Una ceremonia dinástica, familiar, en la que el Rey emérito y el nuevo Rey se fundieron en un abrazo. Pero un acto sobre todo institucional, en el que el Monarca fue arropado por la representación de todos los poderes del Estado y la clase política. Toda, menos IU, ERC y los nacionalistas vascos.

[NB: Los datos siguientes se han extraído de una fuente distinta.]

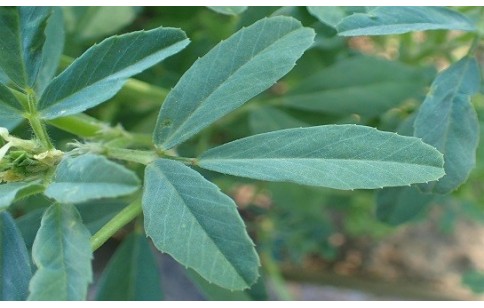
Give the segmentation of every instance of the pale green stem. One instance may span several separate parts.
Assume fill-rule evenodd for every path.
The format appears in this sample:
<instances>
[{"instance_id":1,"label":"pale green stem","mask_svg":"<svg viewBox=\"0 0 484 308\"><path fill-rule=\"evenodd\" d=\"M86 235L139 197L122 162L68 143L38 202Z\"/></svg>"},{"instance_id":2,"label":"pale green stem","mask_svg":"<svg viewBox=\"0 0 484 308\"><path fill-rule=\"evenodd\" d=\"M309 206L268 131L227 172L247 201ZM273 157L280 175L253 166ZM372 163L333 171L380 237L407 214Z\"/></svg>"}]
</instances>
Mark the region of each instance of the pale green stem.
<instances>
[{"instance_id":1,"label":"pale green stem","mask_svg":"<svg viewBox=\"0 0 484 308\"><path fill-rule=\"evenodd\" d=\"M141 198L137 198L130 205L114 216L98 232L91 237L92 251L96 251L106 243L116 232L126 226L142 212Z\"/></svg>"}]
</instances>

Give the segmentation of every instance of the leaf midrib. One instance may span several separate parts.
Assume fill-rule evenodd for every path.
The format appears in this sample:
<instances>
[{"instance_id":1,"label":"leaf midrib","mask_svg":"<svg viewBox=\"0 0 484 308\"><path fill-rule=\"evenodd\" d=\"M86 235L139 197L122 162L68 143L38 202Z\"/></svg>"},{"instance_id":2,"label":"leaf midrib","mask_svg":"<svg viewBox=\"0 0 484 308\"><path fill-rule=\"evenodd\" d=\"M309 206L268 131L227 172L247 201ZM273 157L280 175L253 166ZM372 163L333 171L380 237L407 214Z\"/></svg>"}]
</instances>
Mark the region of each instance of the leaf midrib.
<instances>
[{"instance_id":1,"label":"leaf midrib","mask_svg":"<svg viewBox=\"0 0 484 308\"><path fill-rule=\"evenodd\" d=\"M266 18L264 21L267 23L267 19ZM215 88L213 91L210 92L210 94L208 94L205 98L202 98L202 100L200 100L200 102L197 104L197 108L195 108L194 110L192 110L188 116L185 118L185 120L183 122L180 123L180 125L178 126L178 128L176 130L174 130L171 134L170 134L170 137L165 139L165 141L163 142L163 144L170 144L169 141L171 141L177 134L178 134L178 131L180 131L187 122L189 122L189 120L194 116L194 114L197 113L197 111L200 109L200 106L202 106L203 104L205 104L205 102L207 100L210 99L210 97L215 93L217 92L220 87L222 87L222 85L226 84L229 80L233 79L235 75L238 74L238 72L244 68L249 62L253 61L255 58L258 58L260 57L261 55L263 55L264 53L267 52L267 49L269 49L270 47L272 47L273 45L275 45L276 43L280 42L281 40L285 39L287 36L289 35L292 35L293 33L297 32L297 31L300 31L300 30L304 30L305 28L300 26L299 28L295 29L295 30L292 30L291 32L288 32L287 34L281 36L279 39L273 41L270 45L268 45L267 47L265 47L264 49L262 49L259 53L257 53L255 56L252 55L246 62L242 63L241 66L239 66L233 73L231 73L229 76L227 76L227 78L225 78L222 82L220 82ZM243 33L243 32L242 32ZM197 60L199 61L199 60ZM183 102L182 102L183 103ZM183 135L182 135L183 136ZM168 146L169 148L170 146Z\"/></svg>"}]
</instances>

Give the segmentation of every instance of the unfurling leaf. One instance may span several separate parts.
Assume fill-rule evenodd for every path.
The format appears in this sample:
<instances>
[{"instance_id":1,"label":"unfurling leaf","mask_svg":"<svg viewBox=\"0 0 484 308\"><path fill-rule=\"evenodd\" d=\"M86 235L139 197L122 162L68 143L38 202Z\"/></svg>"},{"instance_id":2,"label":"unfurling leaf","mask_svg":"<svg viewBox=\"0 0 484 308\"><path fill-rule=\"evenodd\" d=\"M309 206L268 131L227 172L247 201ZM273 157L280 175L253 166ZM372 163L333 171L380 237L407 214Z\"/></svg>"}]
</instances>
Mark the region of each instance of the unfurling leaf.
<instances>
[{"instance_id":1,"label":"unfurling leaf","mask_svg":"<svg viewBox=\"0 0 484 308\"><path fill-rule=\"evenodd\" d=\"M388 35L425 30L476 28L466 16L445 7L374 7L344 18L336 26L342 36Z\"/></svg>"},{"instance_id":2,"label":"unfurling leaf","mask_svg":"<svg viewBox=\"0 0 484 308\"><path fill-rule=\"evenodd\" d=\"M154 142L170 149L240 107L287 74L314 41L290 17L264 18L215 46L166 98Z\"/></svg>"},{"instance_id":3,"label":"unfurling leaf","mask_svg":"<svg viewBox=\"0 0 484 308\"><path fill-rule=\"evenodd\" d=\"M103 156L65 157L45 195L62 203L80 203L129 195L138 190L136 174Z\"/></svg>"},{"instance_id":4,"label":"unfurling leaf","mask_svg":"<svg viewBox=\"0 0 484 308\"><path fill-rule=\"evenodd\" d=\"M479 91L476 59L466 57L440 73L415 119L415 136L444 154L446 175L420 185L427 192L446 194L464 183L476 163L479 121L470 97Z\"/></svg>"}]
</instances>

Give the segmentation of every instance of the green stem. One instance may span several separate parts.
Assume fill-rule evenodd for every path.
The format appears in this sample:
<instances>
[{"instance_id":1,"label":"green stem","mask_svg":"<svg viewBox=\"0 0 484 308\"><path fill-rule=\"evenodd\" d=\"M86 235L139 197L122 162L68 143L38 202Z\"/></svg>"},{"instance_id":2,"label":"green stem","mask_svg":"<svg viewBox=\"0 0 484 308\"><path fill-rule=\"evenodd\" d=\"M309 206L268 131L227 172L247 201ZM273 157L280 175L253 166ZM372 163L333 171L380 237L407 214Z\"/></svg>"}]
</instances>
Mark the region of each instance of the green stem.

Tampoco estuvieron Iñigo Urkullu ni Artur Mas, aunque ambos sí acompañarán hoy a Felipe VI en su proclamación.
En plena crisis política e institucional con la Generalitat, los nacionalistas catalanes se volcaron no obstante en la ceremonia y Artur Mas mandó a su vicepresidenta, Joana Ortega, en su representación.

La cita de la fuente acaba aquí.